Благодаря усилим мужа и звонкой монете сокол вернулся к Марии. Он ткнулся головой в ладонь и закрыл глаза, а Мария едва сдержала слёзы счастья и облегчения. Ведь верный друг не только выжил в том страшном переполохе, но и вернулся к ней.
Испания встретила их жарким воздухом, напоенным ароматами моря и душистых трав. Во Франции начались кровавые расправы со знатью, привычный мир трещал по швам, и Испания стала укромным местечком с привычным укладом жизни. Море манило Марию, а Венсан во многом потакал ей, так у них появился небольшой корабль, на котором с малочисленной командой можно было выходить в море на прогулки.
Вопреки пересудам, Мария мечтала научиться плавать, и вскоре плескалась в зелёных волнах, отдыхая душой и сердцем. Она помогала мужу во всём, он разрешал ей многое, не ограничивая. Так в один из дней у неё родилась идея применить один из многочисленных механизмов для ловли рыбы, что значительно облегчило работу их слугам.
Венсан постоянно трудился в мастерской, проектируя всё новые и новые механизмы, испытывая их на практике. Он показывал и рассказывал Марии всё, а она впитывала как губка и радовалась, когда ей удалось собрать один из механизмов. Что бы сказали пышные дамы из её прошлого? Фыркнули бы и назвали убожеством, если не ересью.
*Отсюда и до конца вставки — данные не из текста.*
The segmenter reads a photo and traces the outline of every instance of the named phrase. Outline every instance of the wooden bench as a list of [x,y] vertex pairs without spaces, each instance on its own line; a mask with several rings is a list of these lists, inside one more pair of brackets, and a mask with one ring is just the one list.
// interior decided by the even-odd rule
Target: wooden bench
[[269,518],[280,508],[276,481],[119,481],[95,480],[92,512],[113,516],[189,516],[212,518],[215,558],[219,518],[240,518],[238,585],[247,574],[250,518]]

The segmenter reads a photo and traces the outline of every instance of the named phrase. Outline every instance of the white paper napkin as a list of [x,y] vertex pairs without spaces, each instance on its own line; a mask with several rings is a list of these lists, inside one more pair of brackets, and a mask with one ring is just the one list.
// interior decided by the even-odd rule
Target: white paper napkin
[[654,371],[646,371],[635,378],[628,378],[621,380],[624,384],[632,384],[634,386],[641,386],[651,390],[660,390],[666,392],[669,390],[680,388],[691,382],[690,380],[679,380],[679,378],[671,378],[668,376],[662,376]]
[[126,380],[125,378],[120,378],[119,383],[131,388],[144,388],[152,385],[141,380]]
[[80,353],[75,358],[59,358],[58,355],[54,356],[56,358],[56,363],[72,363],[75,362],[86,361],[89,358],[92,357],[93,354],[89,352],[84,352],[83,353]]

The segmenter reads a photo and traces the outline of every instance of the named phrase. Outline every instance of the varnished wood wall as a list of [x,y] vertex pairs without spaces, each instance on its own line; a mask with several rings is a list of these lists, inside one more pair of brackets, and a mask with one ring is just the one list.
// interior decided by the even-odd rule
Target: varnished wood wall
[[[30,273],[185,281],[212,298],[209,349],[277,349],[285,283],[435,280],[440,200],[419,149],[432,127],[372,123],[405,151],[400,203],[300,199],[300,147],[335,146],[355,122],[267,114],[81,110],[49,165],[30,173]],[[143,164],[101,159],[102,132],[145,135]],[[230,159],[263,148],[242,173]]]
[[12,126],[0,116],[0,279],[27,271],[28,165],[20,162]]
Мария скучала по дому, в котором выросла, но теперь их с Венсаном дом был здесь. Иногда она замечала с какой тоской Венсан смотрит на стайки босоногих детишек и кусала губы.Но однажды, когда уставший и довольный Венсан пришёл к ужину, она хитро на него посмотрела и с трудом усидела до конца, чтобы прошептать на ухо: «Венсан, у нас будет прибавление».
...
Антуан де Сент-Моринье:
29.09.17 23:50
Эпилог
Слава Богу все обошлось и наш побег окончился удачно. Мы пробирались тайными тропами, старались не попадаться ни кому на глазу. И вот уже ночью мы были в Париже. Наша жизнь уже не будет прежней. Родовое поместье разграблено и стерто с лица земли. Восстанавливать его нет смысла. Многих наших друзей нет в живых. Отец Венсана тоже пропал. И на плечи моего зятя свалилось слишком много. Было видно, что он не готов к такому повороту. Но стойко все выдержал. Мы с ним регулярно посещали собрания знати в Версале и встречи нашего тайного братства, но с каждым разом становилось понятно, что толку от этого сейчас мало. Многие наши знакомы, да и не очень знакомые покидали страну. Кто - то навсегда, кто - то на время, надеясь еще вернуться. Вот и наши дети тоже решили уехать. Сначала мы с Жанной не были в восторге от такого решения, но все же противиться не стали. Понятно, что сейчас в Париже было не безопасно. Через некоторое время Мария и Венсан покинули Францию и обосновались в Испании, в чудесном месте. Мария регулярно присылала письма, рассказывала о их жизнь и нахваливала свой новый дом. Как бы хорошо там не было, мы пока с женой не собирались покидать насиженное место. Но все же решили после известия, что в скором времени станем дедушкой и бабушкой. Это известие не стало для нас неожиданностью, мы его ждали давно. И это подтолкнуло нас переехать поближе к детям. Купили не большое поместье, пусть не такое шикарное, как наш дом в Париже и Шато, но тихое и уютное. После всех наших потрясений тишина и спокойствие для нас были самыми главными. Неспешные прогулки вдоль берега моря, уютный кабинет, родные рядом... Больше ничего мне было не надо.
...
Жанна де Сент-Моринье:
30.09.17 00:31
Эпилог
С трудом верилось в то, что прошло уже больше года. Иногда, в такой же тихий, уютный вечер достаточно было прикрыть глаза, и казалось, что время оборачивалось вспять. Жанна снова оказывалась в своем поместье с его великолепным садом, вдыхала запах любимых цветов и наслаждалась миром, наполняющим сердце. Но только в мечтах.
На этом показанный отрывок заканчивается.